Equipos de rescate trabajan en una zona afectada por los devastadores terremotos del 24 de junio en La Guaira, Venezuela, el 6 de julio de 2026
REUTERS/Gaby Oraa
Equipos de rescate trabajan en una zona afectada por los devastadores terremotos del 24 de junio en La Guaira, Venezuela, el 6 de julio de 2026 REUTERS/Gaby Oraa

Para los familiares de las víctimas, el apoyo ha sido crucial. “Nos llegó un grupo de mineros como de cinco personas a las que les debo todo. Son los que me han ayudado bastante a avanzar más de la cuenta, porque yo nunca había cargado un pico, una pala o una mandarria, yo no sé nada de eso”, comentó Juan Andrade, cuya familia y vecinos quedaron bajo los escombros.

En algunos edificios, la labor de búsqueda de cuerpos recae sobre sus hombros y los de los familiares, muchos de los cuales se oponen a las demoliciones, mientras los bomberos aportan sugerencias y apoyan la extracción de los cadáveres.

“Vamos poco a poco aportando nuestro grano de arena, sacando a nuestra gente de los escombros.

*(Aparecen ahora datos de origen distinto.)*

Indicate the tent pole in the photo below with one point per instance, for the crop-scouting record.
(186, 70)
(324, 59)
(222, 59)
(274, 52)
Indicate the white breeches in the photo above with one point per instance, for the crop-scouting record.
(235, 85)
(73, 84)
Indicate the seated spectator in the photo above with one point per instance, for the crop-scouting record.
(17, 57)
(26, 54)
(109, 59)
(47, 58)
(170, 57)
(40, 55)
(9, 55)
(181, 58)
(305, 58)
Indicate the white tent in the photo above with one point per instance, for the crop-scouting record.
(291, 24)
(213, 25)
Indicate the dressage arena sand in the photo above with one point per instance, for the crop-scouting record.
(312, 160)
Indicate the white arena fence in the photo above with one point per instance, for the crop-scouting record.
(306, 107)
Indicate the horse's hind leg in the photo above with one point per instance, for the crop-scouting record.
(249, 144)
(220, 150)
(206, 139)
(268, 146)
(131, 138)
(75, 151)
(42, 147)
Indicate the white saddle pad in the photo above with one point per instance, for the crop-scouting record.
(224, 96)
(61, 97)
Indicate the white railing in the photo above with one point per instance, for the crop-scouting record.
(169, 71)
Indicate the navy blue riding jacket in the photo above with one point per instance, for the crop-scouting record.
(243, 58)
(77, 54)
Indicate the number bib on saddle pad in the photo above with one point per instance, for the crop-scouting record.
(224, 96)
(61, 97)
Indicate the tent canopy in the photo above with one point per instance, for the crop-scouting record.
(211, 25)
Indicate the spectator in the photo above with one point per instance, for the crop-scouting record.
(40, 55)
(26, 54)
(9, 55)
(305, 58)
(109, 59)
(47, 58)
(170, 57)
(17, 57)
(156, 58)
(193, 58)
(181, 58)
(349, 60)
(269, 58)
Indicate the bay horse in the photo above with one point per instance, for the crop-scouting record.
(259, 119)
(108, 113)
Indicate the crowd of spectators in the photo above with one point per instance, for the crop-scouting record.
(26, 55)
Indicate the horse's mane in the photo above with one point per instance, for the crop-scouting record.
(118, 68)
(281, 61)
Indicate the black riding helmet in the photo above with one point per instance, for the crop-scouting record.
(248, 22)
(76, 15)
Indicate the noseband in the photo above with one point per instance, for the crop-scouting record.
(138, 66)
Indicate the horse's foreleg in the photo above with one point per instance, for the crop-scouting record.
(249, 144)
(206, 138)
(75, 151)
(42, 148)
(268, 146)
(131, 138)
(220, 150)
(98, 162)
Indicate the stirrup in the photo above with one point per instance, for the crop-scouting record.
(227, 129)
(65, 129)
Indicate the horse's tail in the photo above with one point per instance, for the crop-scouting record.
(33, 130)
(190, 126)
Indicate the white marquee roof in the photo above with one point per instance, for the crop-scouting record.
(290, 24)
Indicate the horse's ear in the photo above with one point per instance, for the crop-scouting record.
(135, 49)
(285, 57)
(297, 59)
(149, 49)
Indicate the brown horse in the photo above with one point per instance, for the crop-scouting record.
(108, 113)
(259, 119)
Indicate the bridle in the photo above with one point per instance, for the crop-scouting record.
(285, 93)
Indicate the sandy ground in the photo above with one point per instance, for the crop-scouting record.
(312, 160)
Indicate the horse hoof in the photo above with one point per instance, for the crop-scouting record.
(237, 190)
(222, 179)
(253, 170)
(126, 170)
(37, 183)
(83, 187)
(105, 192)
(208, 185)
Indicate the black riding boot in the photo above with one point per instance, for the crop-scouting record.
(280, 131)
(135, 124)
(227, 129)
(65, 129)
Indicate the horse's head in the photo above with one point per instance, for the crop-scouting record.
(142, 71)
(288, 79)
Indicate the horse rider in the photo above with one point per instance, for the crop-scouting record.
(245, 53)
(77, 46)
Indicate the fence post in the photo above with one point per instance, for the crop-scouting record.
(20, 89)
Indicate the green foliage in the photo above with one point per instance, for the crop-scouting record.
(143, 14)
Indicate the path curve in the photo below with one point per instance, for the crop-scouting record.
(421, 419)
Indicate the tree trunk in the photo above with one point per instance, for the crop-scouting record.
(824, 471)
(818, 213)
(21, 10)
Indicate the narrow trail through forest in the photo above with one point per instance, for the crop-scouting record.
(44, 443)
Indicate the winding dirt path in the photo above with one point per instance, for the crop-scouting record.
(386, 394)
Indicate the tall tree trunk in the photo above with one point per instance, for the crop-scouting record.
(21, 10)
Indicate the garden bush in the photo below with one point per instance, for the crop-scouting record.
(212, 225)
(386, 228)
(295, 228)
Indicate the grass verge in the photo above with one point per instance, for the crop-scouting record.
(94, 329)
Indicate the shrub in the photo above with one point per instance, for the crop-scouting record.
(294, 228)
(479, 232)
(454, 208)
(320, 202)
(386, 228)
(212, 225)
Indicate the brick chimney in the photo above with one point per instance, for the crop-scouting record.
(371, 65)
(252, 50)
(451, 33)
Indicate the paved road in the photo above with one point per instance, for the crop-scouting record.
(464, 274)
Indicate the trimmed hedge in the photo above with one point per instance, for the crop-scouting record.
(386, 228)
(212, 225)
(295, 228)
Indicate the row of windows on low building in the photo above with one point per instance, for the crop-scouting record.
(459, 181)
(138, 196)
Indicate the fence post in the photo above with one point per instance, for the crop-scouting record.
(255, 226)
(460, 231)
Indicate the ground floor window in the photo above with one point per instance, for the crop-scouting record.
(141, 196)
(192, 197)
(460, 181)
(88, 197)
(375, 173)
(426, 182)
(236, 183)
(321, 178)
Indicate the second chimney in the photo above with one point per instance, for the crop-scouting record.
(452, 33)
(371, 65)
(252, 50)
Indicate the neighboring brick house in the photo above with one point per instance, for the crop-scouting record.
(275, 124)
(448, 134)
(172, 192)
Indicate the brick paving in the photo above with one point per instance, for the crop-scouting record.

Ya no contamos con las ayudas internacionales, ya no están aquí en este momento; estamos nosotros, un grupo de mineros”, sentenció Wilmer Mata, de 32 años.

Tras casi dos semanas del terremoto, aún se desconoce la cifra de desaparecidos. De acuerdo con el reporte oficial, al menos 3.535 personas han muerto y 16.740 resultaron heridas.

Por su parte, la iniciativa ciudadana ‘Desaparecidos Terremoto Venezuela’ ha registrado hasta ahora más de 30.000 personas a las que no se han podido localizar.